Using Prepared Statement with PHP and MySQL

Posted in Tutorials

Tweet This Share on Facebook Bookmark on Delicious Digg this Submit to Reddit

In the previous tutorial, we used mysqli API that comes with PHP to query a MySQL database.  In this tutorial, instead of sending a SQL query statement, we are going to use prepared statement to query the database.  By using prepared statements we no longer need to do mysqli_real_escape_string as we did in the update database tutorial.

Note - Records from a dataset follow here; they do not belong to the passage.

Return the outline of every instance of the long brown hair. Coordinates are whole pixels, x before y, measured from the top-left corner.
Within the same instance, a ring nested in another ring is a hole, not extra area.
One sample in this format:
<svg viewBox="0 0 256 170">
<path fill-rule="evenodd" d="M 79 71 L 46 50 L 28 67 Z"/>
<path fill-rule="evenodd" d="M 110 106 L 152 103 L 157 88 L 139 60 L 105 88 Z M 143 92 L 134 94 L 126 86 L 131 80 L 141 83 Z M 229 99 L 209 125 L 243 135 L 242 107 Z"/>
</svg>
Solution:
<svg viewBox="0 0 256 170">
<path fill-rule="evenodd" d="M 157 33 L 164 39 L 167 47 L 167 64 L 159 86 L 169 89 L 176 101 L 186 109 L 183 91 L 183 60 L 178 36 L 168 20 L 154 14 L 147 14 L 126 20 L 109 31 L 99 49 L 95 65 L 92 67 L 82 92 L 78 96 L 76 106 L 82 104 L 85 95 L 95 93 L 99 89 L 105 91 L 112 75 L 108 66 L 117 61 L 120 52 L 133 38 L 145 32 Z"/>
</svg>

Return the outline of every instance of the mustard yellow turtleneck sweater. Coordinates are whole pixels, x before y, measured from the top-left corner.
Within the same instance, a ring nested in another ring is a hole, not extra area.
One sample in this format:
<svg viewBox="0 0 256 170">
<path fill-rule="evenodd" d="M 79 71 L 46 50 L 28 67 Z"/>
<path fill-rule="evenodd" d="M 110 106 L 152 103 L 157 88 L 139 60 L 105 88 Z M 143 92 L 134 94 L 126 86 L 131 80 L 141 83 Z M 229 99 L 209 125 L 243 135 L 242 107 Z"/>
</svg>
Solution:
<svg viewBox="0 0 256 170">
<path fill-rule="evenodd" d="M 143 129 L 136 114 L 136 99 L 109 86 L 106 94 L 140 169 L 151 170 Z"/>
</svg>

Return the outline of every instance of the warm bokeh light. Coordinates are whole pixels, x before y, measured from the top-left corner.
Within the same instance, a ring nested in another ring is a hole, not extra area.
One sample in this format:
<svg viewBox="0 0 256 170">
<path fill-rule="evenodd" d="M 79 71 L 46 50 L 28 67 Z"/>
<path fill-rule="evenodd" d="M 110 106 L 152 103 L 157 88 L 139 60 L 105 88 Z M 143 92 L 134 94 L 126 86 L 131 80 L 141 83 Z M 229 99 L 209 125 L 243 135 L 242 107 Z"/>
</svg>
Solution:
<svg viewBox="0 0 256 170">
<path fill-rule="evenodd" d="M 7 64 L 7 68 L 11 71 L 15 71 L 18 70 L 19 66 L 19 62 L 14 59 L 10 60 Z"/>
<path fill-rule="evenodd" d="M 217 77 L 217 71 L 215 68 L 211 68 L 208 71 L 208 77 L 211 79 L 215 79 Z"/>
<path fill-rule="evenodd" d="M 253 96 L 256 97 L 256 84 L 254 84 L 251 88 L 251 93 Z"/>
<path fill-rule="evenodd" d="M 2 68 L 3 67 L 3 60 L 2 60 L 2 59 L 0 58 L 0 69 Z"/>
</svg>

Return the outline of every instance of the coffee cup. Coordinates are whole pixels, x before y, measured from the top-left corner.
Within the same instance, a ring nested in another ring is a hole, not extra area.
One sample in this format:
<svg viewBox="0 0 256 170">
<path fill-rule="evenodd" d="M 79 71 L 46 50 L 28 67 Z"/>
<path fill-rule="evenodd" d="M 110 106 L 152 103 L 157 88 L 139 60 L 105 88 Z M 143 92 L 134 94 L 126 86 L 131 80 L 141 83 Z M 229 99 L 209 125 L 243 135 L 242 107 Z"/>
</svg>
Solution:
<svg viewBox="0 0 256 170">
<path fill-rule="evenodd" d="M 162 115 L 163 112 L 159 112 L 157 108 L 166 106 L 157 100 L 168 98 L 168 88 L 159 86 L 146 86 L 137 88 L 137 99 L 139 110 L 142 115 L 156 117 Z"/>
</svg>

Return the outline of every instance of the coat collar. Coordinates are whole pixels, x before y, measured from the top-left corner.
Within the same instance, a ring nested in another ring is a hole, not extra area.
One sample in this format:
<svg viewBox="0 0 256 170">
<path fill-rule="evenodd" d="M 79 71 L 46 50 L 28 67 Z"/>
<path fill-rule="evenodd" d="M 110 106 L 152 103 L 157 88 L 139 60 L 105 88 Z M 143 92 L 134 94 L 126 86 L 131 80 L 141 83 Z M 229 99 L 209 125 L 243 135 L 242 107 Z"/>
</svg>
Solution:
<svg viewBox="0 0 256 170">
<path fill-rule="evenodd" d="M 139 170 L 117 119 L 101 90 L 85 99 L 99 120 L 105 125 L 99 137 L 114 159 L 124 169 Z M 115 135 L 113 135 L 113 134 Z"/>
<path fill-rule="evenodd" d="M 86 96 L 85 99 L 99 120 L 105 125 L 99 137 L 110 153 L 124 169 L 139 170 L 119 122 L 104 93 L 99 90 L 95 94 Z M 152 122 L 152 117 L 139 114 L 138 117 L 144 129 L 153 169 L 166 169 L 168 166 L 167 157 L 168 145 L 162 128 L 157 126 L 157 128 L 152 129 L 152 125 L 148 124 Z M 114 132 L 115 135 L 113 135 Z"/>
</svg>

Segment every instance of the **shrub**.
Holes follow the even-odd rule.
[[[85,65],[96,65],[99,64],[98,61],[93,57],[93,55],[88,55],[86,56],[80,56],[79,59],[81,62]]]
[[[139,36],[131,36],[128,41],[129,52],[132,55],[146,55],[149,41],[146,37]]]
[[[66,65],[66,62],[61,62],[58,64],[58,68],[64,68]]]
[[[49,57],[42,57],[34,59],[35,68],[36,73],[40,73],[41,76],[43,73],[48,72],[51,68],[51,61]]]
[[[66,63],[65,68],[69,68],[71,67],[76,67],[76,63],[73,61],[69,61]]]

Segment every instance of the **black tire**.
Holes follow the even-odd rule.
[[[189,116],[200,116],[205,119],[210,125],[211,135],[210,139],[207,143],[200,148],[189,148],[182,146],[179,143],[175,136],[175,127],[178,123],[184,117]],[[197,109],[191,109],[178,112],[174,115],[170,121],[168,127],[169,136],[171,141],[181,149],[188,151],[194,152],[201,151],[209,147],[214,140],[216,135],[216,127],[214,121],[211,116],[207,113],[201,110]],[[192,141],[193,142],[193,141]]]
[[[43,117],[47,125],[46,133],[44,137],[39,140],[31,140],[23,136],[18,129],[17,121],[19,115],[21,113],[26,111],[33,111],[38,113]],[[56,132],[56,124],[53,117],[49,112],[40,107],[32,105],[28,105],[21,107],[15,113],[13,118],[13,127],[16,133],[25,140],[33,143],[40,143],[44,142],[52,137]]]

Basing off of the same code as previous tutorial linked here, we continue as before with opening a database connection with mysqli_connect() and getting an database handle $db…

prepared statements

prepared statements

Like before, we construct a query string called $query.  But this time, we have a question mark instead of ‘publish’.  The question mark is a placeholder for binding params.  You can have more than one question marks.  Using the question mark, we also don’t need the quotes around the string param.

We pass that $query string into mysqli_prepare and it gives us back a “prepared statement” which we store in $stmt.

We then pass that prepared statement into mysqli_stmt_bind_param(), telling it the string type “s”, and the variable $status which holds the value to be passed into the “question mark” placeholder in the statement.

The string type “s” means that the question mark placeholder is supposed to take a string.  And we a passing in variable $status by reference.

Because it is by reference, we can then assign a value “publish” to the variable “$status” and it will use the value in the query string where the question mark is — as long as you make the assignment before calling mysqli_stmt_execute().

When we call mysqli_stmt_execute(), it will return false if the query fails.  But other wise, we can retrieve the resultset by binding the preparted statement and the fields of the resultset with mysqli_stmt_bind_result().

The two fields returned in the result set, will come out as $post_title and $post_date which we display in a loop …

display resultset

display resultset

mysqli_stmt_fetch will return false when it can no longer retrieve a record. And that is when we end the while loop.

Finally, close the statement and close the db handle with mysqli_stmt_close and mysqli_close.